The image sensor 101 is an image sensor such as a CMOS sensor or a CCD sensor for acquiring optical images. These image sensors have photodiodes arranged in an array on a plane, and a plurality of pixels provided by these photodiodes are configured to detect the light quantity distribution on the plane. An image of an imaging target can be obtained by detecting light focused by a condensing member such as a lens or a mirror (not shown) with the image sensor 101 .

The imaging apparatus 1 of the first embodiment uses an image sensor having the RCCC pixel array shown in FIG. 2 as the image sensor 101 . The RCCC pixel array includes an R (Red) pixel 201 that receives light from a color filter that transmits red light in the visible range and is capable of detecting red light, and a transparent color filter that receives light from a transparent color filter and receives visible light. It has two types of pixels, C (clear) pixels 202 that are capable of detecting the total amount of light. Filter units 203 of 2×2 pixels each including one R pixel 201 and three C pixels 202 are repeatedly arranged over multiple rows and multiple columns.

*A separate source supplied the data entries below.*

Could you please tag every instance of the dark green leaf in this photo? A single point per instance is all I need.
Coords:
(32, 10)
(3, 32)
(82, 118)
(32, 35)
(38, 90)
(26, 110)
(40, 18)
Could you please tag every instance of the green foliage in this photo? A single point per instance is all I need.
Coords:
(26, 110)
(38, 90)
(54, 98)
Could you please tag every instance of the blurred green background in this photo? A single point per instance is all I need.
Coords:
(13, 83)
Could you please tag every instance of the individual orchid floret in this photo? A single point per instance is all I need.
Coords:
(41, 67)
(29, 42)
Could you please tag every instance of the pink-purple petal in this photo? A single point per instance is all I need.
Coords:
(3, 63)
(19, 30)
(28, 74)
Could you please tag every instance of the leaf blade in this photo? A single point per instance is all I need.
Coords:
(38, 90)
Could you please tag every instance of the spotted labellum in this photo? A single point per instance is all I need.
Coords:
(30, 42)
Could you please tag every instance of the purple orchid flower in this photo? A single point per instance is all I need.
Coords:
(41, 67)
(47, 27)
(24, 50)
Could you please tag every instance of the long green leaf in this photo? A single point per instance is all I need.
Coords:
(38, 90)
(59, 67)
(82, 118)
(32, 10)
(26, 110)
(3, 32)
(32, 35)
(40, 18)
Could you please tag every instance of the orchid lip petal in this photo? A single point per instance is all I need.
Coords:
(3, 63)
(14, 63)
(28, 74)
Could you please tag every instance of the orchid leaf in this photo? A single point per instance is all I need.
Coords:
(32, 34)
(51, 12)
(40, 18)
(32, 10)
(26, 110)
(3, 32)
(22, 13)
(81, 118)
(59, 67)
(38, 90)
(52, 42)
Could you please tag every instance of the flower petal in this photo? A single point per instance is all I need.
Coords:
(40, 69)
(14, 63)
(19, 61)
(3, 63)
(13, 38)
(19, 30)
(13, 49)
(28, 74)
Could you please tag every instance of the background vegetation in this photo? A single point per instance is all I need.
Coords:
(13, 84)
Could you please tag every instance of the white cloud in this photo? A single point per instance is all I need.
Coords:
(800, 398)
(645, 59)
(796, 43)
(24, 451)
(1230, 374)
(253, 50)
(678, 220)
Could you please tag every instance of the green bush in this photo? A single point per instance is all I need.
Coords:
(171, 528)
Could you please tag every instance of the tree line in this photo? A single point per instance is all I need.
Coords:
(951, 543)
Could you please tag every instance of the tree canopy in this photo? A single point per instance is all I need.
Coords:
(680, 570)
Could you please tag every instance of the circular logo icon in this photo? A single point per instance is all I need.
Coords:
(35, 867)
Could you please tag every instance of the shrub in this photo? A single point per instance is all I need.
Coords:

As shown in the graph of FIG. 3, the R pixels 201 are capable of receiving light in the wavelength range of red light, while the C pixels 203 are capable of receiving light in the wavelength range of visible light including blue, green, and red light. Light can be received over the entire area. The image output by the image sensor 101 is a grayscale image in which pixel values based on the amount of red light detected by the R pixels 201 and pixel values based on the amount of all visible light detected by the C pixels 202 are mixed.

Based on the grayscale image output from the image sensor 101 , the interpolation processing unit 102 obtains the red light component light amount at the position of the C pixel 202 by interpolating from the detected light amount of the surrounding R pixels 201 . In addition, based on the grayscale image output from the image sensor 101 , the interpolation processing unit 102 interpolates the light amount of the entire visible light at the position of the R pixel 201 from the detected light amount of the surrounding C pixels 202 to obtain it.

The processing of the interpolation processing unit 102 can be realized, for example, by the calculation shown in FIG. In the arithmetic processing shown in FIG. 4, the unit of processing is 3×3 pixels centering on the pixel to be interpolated. When performing interpolation processing in the image sensor 101 having the RCCC pixel array shown in FIG. 2, the interpolation processing can be performed based on four pixel patterns, pattern 1 to pattern 4. Pattern 1 is a case where the 9 pixels at the bottom right of FIG. Pattern 4 shows a case in which nine pixels at the upper left of FIG. 2 are used as a unit of processing.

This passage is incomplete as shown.